Researchers in Germany have discovered why sleep can sometimes be the best medicine. The dream improves the potential capacity of some of the body's immune cells to join its goals, according to a new study to be published on February 12 in the Journal of Experimental Medicine. The study, led by Stoyan Dimitrov and Luciana Besedovsky at the University of Tübingen, helps explain how sleep can fight an infection, while other conditions, such as chronic stress, can make the body more susceptible to diseases.
T cells are a type of white blood cell that is critical to the body's immune response. When T cells recognize a specific target, such as a cell infected with a virus, they activate sticky proteins known as integrins that allow them to bind to their target and, in the case of a cell infected with a virus, kill it. While much is known about the signals that activate integrins, the signals that could reduce the ability of T cells to bind to their targets are less well known.

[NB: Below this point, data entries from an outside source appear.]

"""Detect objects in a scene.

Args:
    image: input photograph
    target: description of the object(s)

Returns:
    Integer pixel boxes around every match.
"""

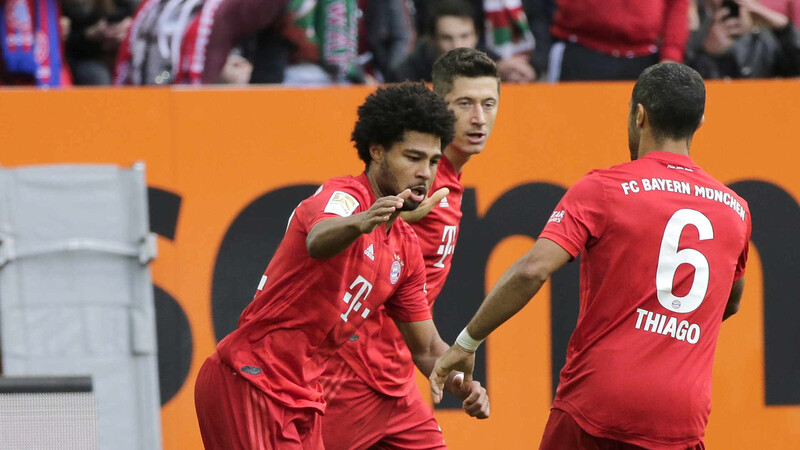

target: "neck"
[444,144,472,173]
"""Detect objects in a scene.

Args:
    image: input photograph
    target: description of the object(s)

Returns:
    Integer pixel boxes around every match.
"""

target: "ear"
[369,144,386,163]
[636,103,647,128]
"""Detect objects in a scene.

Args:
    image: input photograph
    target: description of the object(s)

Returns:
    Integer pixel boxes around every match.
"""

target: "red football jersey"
[217,174,431,411]
[540,152,751,448]
[324,157,464,397]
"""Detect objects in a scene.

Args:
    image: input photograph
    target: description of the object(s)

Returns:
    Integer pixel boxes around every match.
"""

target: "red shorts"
[539,408,706,450]
[322,357,447,450]
[194,352,323,450]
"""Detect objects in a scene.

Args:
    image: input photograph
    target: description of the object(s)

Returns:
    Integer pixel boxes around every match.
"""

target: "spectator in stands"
[686,0,800,78]
[388,0,537,82]
[62,0,138,85]
[547,0,689,82]
[388,0,478,82]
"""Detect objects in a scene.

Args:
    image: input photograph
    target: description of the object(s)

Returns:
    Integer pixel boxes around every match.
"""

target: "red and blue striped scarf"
[0,0,68,86]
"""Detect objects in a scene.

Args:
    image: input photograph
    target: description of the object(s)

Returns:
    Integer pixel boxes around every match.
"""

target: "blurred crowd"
[0,0,800,86]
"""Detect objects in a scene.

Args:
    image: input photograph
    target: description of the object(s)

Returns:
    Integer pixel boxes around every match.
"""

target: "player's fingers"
[462,388,481,407]
[429,368,447,405]
[430,188,450,205]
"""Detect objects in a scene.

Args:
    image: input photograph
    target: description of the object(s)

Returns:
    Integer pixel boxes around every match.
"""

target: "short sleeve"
[539,174,607,258]
[386,232,433,322]
[296,182,370,232]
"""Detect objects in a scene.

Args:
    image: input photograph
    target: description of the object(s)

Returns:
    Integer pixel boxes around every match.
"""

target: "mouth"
[467,131,486,144]
[408,185,428,203]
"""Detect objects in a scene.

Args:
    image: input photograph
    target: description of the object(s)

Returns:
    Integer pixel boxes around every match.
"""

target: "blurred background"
[0,0,800,449]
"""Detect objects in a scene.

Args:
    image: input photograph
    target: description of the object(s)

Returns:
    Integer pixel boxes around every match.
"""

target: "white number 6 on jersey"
[656,209,714,313]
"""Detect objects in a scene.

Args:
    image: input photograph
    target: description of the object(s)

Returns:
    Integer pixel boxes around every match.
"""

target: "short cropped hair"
[432,48,500,97]
[631,63,706,140]
[426,0,478,36]
[350,83,456,167]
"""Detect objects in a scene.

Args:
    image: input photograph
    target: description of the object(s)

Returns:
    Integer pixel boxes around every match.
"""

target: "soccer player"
[431,63,751,449]
[322,48,500,450]
[195,83,485,450]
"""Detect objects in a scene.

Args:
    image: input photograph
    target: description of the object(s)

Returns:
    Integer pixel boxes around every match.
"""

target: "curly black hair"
[350,83,456,167]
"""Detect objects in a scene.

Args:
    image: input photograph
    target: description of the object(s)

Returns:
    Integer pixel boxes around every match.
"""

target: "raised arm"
[722,277,744,322]
[395,319,490,419]
[430,238,572,403]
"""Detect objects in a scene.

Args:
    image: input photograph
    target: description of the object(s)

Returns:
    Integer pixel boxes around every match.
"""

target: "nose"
[417,159,433,181]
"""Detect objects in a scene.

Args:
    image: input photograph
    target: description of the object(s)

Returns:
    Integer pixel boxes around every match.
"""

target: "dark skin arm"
[722,277,744,322]
[306,189,411,259]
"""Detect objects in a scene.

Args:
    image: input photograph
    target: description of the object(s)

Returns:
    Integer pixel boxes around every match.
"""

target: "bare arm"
[722,277,744,322]
[395,320,490,419]
[306,189,411,259]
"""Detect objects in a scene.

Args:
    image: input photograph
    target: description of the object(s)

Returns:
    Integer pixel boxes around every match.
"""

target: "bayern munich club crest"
[389,254,403,284]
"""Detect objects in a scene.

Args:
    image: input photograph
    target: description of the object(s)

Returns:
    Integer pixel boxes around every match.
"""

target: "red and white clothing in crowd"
[550,0,689,62]
[540,152,751,449]
[195,174,431,448]
[323,156,464,450]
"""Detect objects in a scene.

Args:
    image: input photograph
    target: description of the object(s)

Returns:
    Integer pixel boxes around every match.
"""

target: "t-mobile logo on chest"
[433,225,458,268]
[341,275,372,322]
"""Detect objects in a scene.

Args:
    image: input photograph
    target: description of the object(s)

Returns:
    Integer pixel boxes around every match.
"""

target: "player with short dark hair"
[195,84,486,450]
[323,48,500,450]
[431,63,751,449]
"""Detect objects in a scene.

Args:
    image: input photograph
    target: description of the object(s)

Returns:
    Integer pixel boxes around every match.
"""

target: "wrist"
[456,327,483,353]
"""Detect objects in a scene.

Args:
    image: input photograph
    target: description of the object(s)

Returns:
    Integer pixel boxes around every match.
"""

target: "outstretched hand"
[400,188,450,223]
[359,189,411,234]
[429,344,475,405]
[451,375,490,419]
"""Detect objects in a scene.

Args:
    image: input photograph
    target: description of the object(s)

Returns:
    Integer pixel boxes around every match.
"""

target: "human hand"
[428,344,475,405]
[497,55,536,83]
[358,189,411,234]
[84,19,108,41]
[451,374,491,419]
[400,188,450,223]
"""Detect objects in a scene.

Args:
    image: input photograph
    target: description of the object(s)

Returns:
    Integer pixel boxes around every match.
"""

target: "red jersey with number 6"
[217,174,431,411]
[540,152,751,449]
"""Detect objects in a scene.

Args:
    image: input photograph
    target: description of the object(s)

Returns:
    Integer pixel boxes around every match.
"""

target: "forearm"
[306,213,363,259]
[411,334,463,395]
[660,0,689,62]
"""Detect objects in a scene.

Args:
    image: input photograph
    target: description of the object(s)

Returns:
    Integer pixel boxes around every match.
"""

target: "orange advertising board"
[0,81,800,449]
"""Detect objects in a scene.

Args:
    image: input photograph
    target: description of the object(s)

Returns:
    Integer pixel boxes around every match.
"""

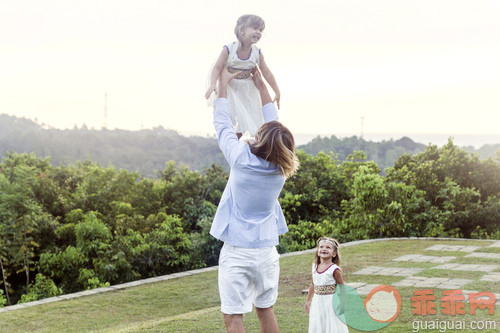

Stoyan Dimitrov and his colleagues at the University of Tübingen decided to investigate the effects of a diverse group of signaling molecules known as GαsCoagulated receptor agonists. Many of these molecules can suppress the immune system, but it is unknown whether they inhibit the ability of T cells to activate their integrins and bind to target cells.
Dimitrov and his colleagues found that certain Gαscoagulated receptor agonists, including the hormones adrenaline and noradrenaline, the proinflammatory molecules prostaglandin Etwo and Dtwoand the adenosine neuromodulator prevented T cells from activating their integrins after recognizing their target. "The levels of these molecules needed to inhibit integrin activation are observed in many pathological conditions, such as tumor growth, malaria infection, hypoxia and stress," says Dimitrov. "This pathway can, therefore, contribute to the immunological suppression associated with these pathologies."
The levels of adrenaline and prostaglandin decrease while the body is asleep. Dimitrov and his colleagues compared T cells taken from healthy volunteers while they slept or stayed up all night. T cells taken from sleeping volunteers showed significantly higher levels of integrin activation than T cells taken from awake subjects. The researchers were able to confirm that the beneficial effect of sleep on T-cell integrin activation was due to the decrease in GαsActivation of the coupled receiver.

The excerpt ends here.